Os pais de Santos não tiveram a oportunidade de chegar ao ensino superior, mas dizem que nunca deixaram de apostar na educação dos filhos. "Os estudos são um ponto de virada na vida das pessoas. Ele sempre foi um menino que tirava notas 9 e 10 no boletim e isso nos chamava a atenção porque ele tem uma capacidade de memorizar, de se concentrar e raciocinar que surpreende", comenta o pai, que trabalha como vendedor.

"Sempre deixamos claro que não teríamos condições de pagar faculdade particular, mas que se ele passasse em medicina em uma universidade pública, a gente ia dar um jeito com as despesas do dia a dia. A gente só não imaginava que seria em Curitiba", brinca.

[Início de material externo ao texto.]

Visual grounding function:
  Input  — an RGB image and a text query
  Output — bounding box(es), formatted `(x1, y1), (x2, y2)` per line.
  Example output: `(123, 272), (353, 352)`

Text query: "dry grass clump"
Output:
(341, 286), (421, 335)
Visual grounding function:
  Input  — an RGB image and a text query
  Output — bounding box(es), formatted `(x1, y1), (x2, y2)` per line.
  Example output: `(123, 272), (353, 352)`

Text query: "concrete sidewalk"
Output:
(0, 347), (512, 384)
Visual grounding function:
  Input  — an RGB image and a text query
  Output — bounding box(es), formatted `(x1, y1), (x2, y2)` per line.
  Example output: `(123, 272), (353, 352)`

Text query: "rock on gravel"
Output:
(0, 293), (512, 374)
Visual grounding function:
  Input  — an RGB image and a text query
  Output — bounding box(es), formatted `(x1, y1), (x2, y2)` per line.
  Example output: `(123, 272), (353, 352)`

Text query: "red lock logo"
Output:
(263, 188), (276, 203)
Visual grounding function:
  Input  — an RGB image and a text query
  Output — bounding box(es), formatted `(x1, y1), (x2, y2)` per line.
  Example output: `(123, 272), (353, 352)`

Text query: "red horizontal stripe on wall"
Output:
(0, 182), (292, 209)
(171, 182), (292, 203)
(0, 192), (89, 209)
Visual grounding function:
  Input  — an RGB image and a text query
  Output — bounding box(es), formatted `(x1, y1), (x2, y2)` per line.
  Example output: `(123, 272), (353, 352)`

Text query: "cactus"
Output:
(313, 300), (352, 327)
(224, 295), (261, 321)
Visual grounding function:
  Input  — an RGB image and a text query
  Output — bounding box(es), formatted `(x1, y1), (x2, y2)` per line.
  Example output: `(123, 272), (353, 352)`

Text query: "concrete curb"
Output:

"Os estudos são um ponto de virada na vida das pessoas. Ele sempre foi um menino que tirava notas 9 e 10 no boletim e isso nos chamava a atenção", diz, orgulhoso, o pai Valdir Luiz dos Santos
"Os estudos são um ponto de virada na vida das pessoas. Ele sempre foi um menino que tirava notas 9 e 10 no boletim e isso nos chamava a atenção", diz, orgulhoso, o pai Valdir Luiz dos Santos | Foto: Micaela Orikasa - Grupo Folha

EXEMPLOS

E essa história de querer ser médico na saída do hospital? Santos responde que um médico o inspirou. Um não, dois. O primeiro foi quando o jovem conheceu a história de Ben Carson, no filme Mãos Talentosas (2009). "O filme conta a história de um dos mais respeitados neurocirurgiões no mundo. Ele é negro e conseguiu entrar em uma universidade, fazendo um trabalho incrível na cirurgia de separação de dois gêmeos siameses, unidos pela cabeça. No filme ele disse que o que o havia guiado eram os mistérios abarcados na mente humana. Não é demais?", diz, entusiasmado.

O segundo foi o médico que o acompanhou na segunda cirurgia. "Ele me inspirou de verdade. Eu sentia um atendimento, um olhar diferente nele. Algo humano mesmo. A gente conversou sobre muitas coisas além do meu problema de saúde, a ponto de eu sentir que era um amigo. Ele me ajudou a ter esperanças e a ficar mais tranquilo. Foi a partir desse contato que eu me vi com vontade de ser aquela imagem à minha frente, porque a medicina para mim é isso: esperança e inspiração", destaca.